Corey Dickerson – 2016 Player Card
As we count down the days until the blessed return of baseball we’ll be bringing snapshots from a variety of angles for each of the significant players on this year’s upcoming Rays team. The format will be similar for each player and then we want to take a look at an individual thing for each player towards the end of each card. Think of these as a quick cheat sheet on what a player looks like.
Each card will start off with a heat map of each players zone and a spray chart of where they hit the ball by handedness of pitcher.
Then we’re going to fully dive into the Pitch F/x to produce stuff like this:
Over Dickerson’s career he has taken around 38% of pitches out of the zone and swung at 26% of these would-be balls. Note that Zone% in this instance refers to the rulebook strike zone and not the commonly called zone. RV* refers to his run values with park-adjusted home games. The adjustments are tailored to the handedness of the batter and apply each adjustment to each type of outcome. This means that a strikeout will be factored differently than a home run and so on. We will then follow up with a graph showing each player’s career actual run values, the park-adjusted version, and his swing and zone rates:
The dashed lines refer to each players career averages so that you can get a feel for when they over and under-performed established lines. In Dickerson’s case you can see that his increased swing rate has been met by a greater reluctance for pitchers to come in the zone. Perhaps he has crossed the point of assertiveness and is trekking into the land of aggressiveness. Even after adjusting for his home games in Coors Field he has been an above average hitter and this does not correct for the “Coors Effect” that we established recently. Next, we will throw out the taken pitches and look solely at swings:
Contact% refers to balls in play while Whiff% refers to swing-and-miss offerings. You can see that Corey Dickerson is a phenomenal hitter when he’s staying within the zone with higher contact rates, lower whiff rates and better run values. This shouldn’t be a surprise. We can also graph these things:
His whiff rate has been trending upwards throughout his career and while this didn’t hamper his ability to put the ball in play for much of his career it does look like that has started to take a toll in the most recent performance. You can infer the batters foul ball rate by summing these two figures and subtracting from 100%. Next we will move on to just the balls in play:
Batting average and slugging percentage on contact are very useful tools for us, but please note that these are not park-adjusted. Again, we see what a monster Dickerson can be when he’s staying with the zone, but even when he’s putting the ball in play on less enticing pitches he’s showing quite a bit of success. We will feature these same three tables and graphs for all players of interest, but then we want to take a look at a couple of things that we think our worth exploring within the constraints of time. One thing we have found is that Corey is an aggressive hitter that is willing to expand his zone. When he barrels the ball he has some success, but what about when he doesn’t?

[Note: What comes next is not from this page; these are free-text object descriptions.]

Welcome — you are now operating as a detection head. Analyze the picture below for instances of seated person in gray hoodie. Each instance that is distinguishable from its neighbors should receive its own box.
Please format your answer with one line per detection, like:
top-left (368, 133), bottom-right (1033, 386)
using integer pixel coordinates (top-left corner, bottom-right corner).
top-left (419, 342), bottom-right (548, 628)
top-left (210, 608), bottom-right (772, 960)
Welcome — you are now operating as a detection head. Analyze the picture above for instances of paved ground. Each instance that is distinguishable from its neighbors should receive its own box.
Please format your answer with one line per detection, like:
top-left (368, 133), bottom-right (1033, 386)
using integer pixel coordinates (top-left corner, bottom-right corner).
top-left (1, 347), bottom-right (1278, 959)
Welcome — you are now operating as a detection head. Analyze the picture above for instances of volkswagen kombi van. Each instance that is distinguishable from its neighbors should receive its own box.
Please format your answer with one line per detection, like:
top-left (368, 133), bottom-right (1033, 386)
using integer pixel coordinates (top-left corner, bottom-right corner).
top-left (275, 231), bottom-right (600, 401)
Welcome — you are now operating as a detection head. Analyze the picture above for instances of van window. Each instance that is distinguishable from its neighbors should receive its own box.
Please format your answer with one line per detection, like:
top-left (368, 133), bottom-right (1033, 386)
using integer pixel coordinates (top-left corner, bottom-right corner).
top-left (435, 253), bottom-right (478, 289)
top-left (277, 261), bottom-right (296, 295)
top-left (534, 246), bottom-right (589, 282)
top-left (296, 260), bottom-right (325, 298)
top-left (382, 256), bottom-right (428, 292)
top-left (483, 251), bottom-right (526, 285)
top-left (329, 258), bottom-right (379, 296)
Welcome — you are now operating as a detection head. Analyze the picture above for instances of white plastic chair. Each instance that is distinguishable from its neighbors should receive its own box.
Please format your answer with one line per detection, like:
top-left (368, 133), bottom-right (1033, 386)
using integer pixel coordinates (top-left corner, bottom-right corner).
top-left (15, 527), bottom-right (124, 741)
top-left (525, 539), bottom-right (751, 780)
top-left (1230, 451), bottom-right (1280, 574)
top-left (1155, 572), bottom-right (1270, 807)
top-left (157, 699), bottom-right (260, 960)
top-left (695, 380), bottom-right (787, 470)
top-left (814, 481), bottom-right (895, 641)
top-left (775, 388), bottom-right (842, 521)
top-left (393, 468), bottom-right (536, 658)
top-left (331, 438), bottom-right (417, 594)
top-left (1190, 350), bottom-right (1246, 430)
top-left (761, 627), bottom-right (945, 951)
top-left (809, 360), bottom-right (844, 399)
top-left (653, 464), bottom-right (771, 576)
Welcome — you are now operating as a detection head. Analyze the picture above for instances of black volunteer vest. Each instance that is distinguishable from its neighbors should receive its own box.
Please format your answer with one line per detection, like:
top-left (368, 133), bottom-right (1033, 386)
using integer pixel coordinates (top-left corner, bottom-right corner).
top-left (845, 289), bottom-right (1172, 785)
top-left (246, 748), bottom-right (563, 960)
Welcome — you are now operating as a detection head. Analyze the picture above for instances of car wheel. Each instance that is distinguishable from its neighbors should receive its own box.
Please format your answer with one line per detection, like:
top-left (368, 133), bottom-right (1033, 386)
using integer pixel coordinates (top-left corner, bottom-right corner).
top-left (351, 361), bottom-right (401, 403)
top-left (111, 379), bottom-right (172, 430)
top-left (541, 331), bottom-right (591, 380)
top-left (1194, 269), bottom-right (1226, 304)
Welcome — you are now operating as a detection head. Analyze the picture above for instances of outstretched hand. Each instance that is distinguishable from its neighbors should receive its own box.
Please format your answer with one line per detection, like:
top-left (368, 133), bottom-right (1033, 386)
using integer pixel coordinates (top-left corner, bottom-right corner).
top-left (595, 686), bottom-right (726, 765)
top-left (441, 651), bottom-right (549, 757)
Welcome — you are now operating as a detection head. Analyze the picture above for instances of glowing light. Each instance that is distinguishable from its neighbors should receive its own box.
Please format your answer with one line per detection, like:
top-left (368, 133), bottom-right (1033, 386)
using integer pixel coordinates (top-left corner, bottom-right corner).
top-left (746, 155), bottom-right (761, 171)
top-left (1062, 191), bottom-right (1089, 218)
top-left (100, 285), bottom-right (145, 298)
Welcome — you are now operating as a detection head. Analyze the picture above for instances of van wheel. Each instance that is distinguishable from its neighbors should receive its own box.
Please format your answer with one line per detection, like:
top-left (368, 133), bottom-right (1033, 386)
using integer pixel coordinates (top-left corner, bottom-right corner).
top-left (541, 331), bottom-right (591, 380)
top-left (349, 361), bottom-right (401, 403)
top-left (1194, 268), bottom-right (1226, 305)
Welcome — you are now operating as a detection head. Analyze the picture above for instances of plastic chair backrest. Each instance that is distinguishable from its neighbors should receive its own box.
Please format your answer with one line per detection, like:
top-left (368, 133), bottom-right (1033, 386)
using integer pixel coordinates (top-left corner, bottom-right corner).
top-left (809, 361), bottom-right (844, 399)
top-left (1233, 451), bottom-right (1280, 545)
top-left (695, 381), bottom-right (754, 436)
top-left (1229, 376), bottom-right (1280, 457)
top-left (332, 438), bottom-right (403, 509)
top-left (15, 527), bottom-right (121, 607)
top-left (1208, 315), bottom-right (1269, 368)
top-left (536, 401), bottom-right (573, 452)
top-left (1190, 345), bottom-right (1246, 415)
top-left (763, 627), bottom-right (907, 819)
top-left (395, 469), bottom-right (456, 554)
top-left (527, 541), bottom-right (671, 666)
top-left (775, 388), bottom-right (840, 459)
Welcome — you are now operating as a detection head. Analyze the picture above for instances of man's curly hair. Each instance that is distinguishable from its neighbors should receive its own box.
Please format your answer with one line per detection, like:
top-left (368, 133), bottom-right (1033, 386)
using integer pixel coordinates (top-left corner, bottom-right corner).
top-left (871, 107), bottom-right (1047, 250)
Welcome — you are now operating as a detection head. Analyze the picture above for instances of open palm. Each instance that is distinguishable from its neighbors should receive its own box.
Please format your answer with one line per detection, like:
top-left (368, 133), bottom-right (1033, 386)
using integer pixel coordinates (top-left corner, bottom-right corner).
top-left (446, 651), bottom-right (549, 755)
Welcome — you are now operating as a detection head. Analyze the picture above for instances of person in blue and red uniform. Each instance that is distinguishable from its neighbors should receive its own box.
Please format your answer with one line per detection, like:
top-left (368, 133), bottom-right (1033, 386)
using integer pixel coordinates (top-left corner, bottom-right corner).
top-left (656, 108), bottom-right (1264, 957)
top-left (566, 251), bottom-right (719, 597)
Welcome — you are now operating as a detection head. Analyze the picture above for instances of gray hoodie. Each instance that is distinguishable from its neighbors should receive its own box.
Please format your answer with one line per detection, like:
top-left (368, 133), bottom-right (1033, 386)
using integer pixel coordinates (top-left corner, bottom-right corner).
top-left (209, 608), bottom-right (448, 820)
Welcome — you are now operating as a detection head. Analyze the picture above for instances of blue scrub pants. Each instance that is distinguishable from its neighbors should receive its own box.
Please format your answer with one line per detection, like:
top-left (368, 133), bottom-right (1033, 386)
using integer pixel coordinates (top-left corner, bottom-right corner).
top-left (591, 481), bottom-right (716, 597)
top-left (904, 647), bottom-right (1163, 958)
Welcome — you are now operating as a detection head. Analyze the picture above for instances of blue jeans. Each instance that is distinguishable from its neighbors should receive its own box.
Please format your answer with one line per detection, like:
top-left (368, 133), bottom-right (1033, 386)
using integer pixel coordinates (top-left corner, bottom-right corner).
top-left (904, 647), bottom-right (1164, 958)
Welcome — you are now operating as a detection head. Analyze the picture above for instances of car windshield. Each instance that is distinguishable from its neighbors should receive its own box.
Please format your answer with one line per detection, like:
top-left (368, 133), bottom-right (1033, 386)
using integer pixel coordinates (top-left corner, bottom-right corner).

This is from the catcher’s perspective so imagine Dickerson standing on the right-hand side of the plate. The dotted line shows the commonly called zone while the solid lines refer to the rulebook zone. We see some secondary stuff down, but not a whole lot of that within the zone. He will swing and miss on the fastball from time to time even when it’s a hittable pitch in the zone. All that white space on the inner third implies that he doesn’t miss very often in there. As we noted recently Dickerson has an incredible batted ball distribution. By looking to take the fastball the other way and up the middle he leaves himself in an excellent position to adjust to slower stuff by being able to pull for power. I think that is a good reason for why you see so few whiffs on secondary stuff in the zone. You might be able to get him to whiff below the zone, but if you leave it up heaven help you. In this same vein let’s look at his takes:
He doesn’t whiff much on the inner third, and it’s not because he’s taking those offerings a whole lot, either. The majority of his takes are away, away, away and my guess is that pitchers try to pound him there. You see a lot of back door breaking balls that either stay off or catch the edge, but again, if you miss you’re playing right into his hands. Dickerson has a mature approach at the plate and the ability to deal damage when a pitcher misses.